Dragstar's maximum acceleration

[cmcd]

Homework Statement

A dragstar which weighs 1000kg has a wheelbase 6m long and is assumed to have an unlimited amount of power available to the rear wheels. If the centre of mass of the vehicle is situated 1m forward of and 0.5m above the contact point of the rear wheels and the coefficient of static friction of the tyre/track interface is 0.6 the maximum acceleration which can be developed before the front wheels lift off is...

A- 3.24m/s^2
B - 9.81m/s^2
C- 19.62m/s^2
D- 5.89m/s^2
E- 7.34m/s^2

http://s1372.photobucket.com/user/cmcdona22/media/002_zps0563b57c.jpg.html?sort=3&o=1
http://s1372.photobucket.com/user/cmcdona22/media/003_zps3253eaf5.jpg.html?sort=3&o=0

Homework Equations

F= ma
F_fric= μR

The Attempt at a Solution

Moments about C.o.G. - horizontal distance x vertical force
2R_A x X =2R_B x ( L - X)
2R_A = 2R_B x (L - X)/X

2R_A + 2R_B = mg

2R_B( 1 + (L - X)/X) = mg
2R_B = [X/L] mg

2R_A = [(L - X)/L] mg

Moment about C.o.G. - vertical distance x horizontal force

M_(about A - The rear wheel) = 0 ... for the car not to lift.


vert force x horiz dist
M_A = 2[(X)/L]mg x (L-X) - 2[(X)/L]m ( a - gμ ) x .5

M_A = 0

a_max = 15.886m/s^2

Am I doing the moments wrong?
Or have I gone wrong elsewhere?
Thanks very much,
cmcd

 

[mfb]

Moments about C.o.G. - horizontal distance x vertical force
2R_A x X =2R_B x ( L - X)

What about vertical distance * horizontal force? The dragster is accelerating.

2R_A + 2R_B = mg

That would make the dragster fly upwards like an airplane.

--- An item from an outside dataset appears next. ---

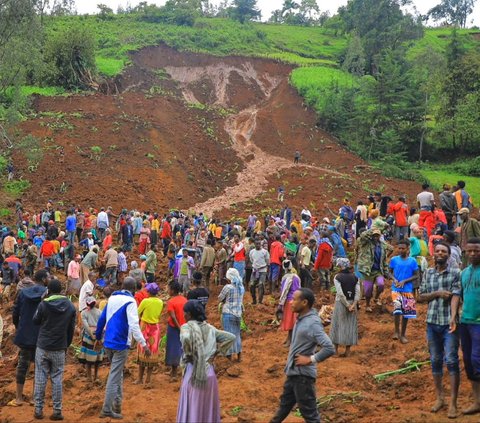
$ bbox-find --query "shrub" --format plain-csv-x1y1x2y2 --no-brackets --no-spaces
45,26,96,89
3,179,30,197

Where did you use "before the front wheels lift off"? What does that condition mean? Every lower acceleration is possible as well - but there is something special about this point.

M_(about A - The rear wheel) = 0 ... for the car not to lift.

Okay.

vert force x horiz dist
M_A = 2[(X)/L]mg x (L-X) - 2[(X)/L]m ( a - gμ ) x .5

I have no idea what you calculate here.

 

[.Scott]

The coefficient of friction is supplied. How could that value influence the answer?

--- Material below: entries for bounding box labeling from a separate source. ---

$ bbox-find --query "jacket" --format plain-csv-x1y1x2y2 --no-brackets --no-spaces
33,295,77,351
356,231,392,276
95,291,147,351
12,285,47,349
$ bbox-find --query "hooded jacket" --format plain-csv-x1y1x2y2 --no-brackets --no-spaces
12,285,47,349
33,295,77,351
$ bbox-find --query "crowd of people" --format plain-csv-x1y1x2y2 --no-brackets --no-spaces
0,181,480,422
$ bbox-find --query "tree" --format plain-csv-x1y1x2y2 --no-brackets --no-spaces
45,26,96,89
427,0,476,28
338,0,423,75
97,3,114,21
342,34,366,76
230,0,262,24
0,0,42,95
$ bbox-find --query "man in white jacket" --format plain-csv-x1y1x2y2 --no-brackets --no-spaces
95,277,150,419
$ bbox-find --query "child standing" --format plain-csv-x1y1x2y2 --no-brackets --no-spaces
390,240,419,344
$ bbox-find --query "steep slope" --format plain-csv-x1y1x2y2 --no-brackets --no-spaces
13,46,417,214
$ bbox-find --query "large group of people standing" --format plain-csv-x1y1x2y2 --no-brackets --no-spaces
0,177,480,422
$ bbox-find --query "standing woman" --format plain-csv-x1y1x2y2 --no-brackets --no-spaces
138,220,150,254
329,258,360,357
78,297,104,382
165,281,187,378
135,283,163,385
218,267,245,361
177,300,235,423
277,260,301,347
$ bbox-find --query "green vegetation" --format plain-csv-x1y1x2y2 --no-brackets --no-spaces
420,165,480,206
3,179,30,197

A warning: Once you calculate the correct answer, you will note that it is either exactly one of the choices they provide or a bit less. If it's a bit less, it's because you took into account the stated fact that only the rear wheels can deliver power but they did not.

 

[cmcd]

@mfb,

The piece where you have no idea what I'm trying to calculate is the vertical distance * horizontal force.

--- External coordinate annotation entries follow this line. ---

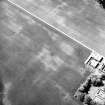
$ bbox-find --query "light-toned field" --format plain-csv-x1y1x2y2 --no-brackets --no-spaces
9,0,105,56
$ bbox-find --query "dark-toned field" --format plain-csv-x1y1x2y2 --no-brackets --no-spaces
0,2,91,105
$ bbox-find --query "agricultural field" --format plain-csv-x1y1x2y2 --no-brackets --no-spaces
0,1,92,105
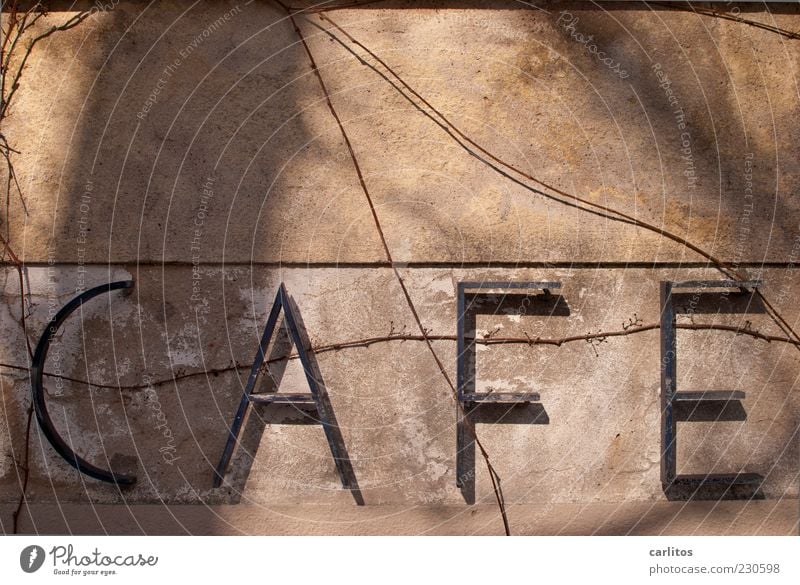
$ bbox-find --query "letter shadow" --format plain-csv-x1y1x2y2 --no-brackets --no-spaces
229,295,364,506
457,292,570,504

.5 is the vertical distance, Y in the image I attached.

I took the weight at the front wheel to be the reaction force, is that not right?

@.Scott,

Hey .Scott, well it should affect the horizontal force opposite to the motion of the car. And since both wheels experience different reaction forces there's a different amount of friction that they both experience: the rear wheels experience more than the front wheels. The moment about the rear wheels I tried to calculate by multiplying the reaction force at the front wheels by the horizontal distance from the C.o.G. and set it equal to the vertical distance from the C.o.G. by the force due to acceleration.

 

[.Scott]

@.Scott,

Hey .Scott, well it should affect the horizontal force opposite to the motion of the car. And since both wheels experience different reaction forces there's a different amount of friction that they both experience: the rear wheels experience more than the front wheels. The moment about the rear wheels I tried to calculate by multiplying the reaction force at the front wheels by the horizontal distance from the C.o.G. and set it equal to the vertical distance from the C.o.G. by the force due to acceleration.

Let me be more explicit. Given your coefficient of friction, is there any possibility of the front wheels leaving the ground?

 

[mfb]

The piece where you have no idea what I'm trying to calculate is the vertical distance * horizontal force.

Where does your expression for the horizontal force come from?

I took the weight at the front wheel to be the reaction force, is that not right?

Which weight at the front wheel? The equations you have so far are not suitable to get it.